Nachdem der Meister abgereist war, ließ Pater Rocco die Bildsäulen und Büsten in dem Atelier seines Bruders mit Leinwand überziehen, verriegelte alle Türen, schloss alle Fenster und arbeitete nie wieder an dem Orte. wo sonst sein Lieblingsaufenthalt gewesen war.

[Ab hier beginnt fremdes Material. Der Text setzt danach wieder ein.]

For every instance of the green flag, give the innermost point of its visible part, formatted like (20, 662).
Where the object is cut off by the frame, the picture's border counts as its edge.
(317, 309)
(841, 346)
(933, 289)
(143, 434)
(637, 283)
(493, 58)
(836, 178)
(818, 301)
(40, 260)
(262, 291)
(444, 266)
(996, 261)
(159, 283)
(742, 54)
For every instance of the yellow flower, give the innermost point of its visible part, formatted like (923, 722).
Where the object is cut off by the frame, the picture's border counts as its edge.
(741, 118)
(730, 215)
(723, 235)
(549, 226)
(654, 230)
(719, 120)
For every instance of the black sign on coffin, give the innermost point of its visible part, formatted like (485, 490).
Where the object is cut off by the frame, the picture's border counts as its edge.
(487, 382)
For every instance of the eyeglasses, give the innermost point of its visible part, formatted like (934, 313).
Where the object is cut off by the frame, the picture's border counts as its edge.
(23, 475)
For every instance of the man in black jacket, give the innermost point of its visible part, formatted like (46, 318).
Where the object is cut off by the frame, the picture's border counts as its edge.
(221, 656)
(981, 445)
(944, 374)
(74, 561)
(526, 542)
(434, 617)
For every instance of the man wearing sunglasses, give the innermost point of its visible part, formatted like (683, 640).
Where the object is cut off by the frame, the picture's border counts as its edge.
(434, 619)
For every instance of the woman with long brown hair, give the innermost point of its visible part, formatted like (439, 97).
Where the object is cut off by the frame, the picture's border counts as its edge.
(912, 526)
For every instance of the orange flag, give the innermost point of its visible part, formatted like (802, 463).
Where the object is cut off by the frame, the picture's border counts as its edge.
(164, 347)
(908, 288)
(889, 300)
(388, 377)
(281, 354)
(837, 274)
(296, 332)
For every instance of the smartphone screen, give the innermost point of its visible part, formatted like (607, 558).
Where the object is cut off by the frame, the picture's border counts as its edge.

Seinen Pflichten als Seelsorger kam er nach wie vor gewissenhaft nach. Seine regelmäßigen Visiten nach dem Palast d’Ascoli gingen nur bis zu der Lage des Portiers, dort fragte er nach dem Befinden des Kindes, welches unter der Fürsorge der besten Amme, die man hatte finden können, geblieben war.

Über Nanina hatte der Priester durch seinen Bekannten aus Florenz in Erfahrung gebracht, dass dieselbe bei einer der anständigsten Damen der Stadt beschäftigt sei. Er traf keine Anstalten dazu, sich bei dem jungen Mädchen zu rechtfertigen, sondern beauftragte nur seinen kleinen, höflichen Berichterstatter zu Florenz, ihm es anzuzeigen, sobald Nanina diese Stellung wieder verlassen sollte.

Die Verehrer des Paters behaupteten, dass sich derselbe je älter er werde, je mehr von den irdischen Beschäftigungen zurückziehe. Seine Feinde dagegen sagten, dass der Pater in diesem scheinbar unbeschäftigten Zustande Böses ausgrübele.

Dem Priester waren das Lob wie der Tadel gleichgültig. Er lebte weiter, wie es ihm beliebte.

Als Fabio nach Pisa zurückkehrte, war Rocco einer der Ersten, die ihn bewillkommneten. Diese erste Begegnung mochte jedoch nicht besonders freundlich geendet haben, denn Rocco wiederholte seine Besuche im Palast d’Ascoli nicht.

Er musste wohl einige Worte zu dem Wohle des jungen Mannes ausgesprochen haben, die diesem unbehaglich erschienen waren. – Die Leute wunderten sich ein wenig über den scheinbaren Bruch der beiden Verwandten, aber da die Menge gerade der Maskenball des Marquis Melani stark beschäftigte, so achtete sie nicht lange darauf.

Pater Rocco schien auch nun die Haupttrauer abgelegt zu haben, denn er öffnete das Atelier und ging wie früher seiner Lieblingsbeschäftigung, der Bildhauerkunst, nach.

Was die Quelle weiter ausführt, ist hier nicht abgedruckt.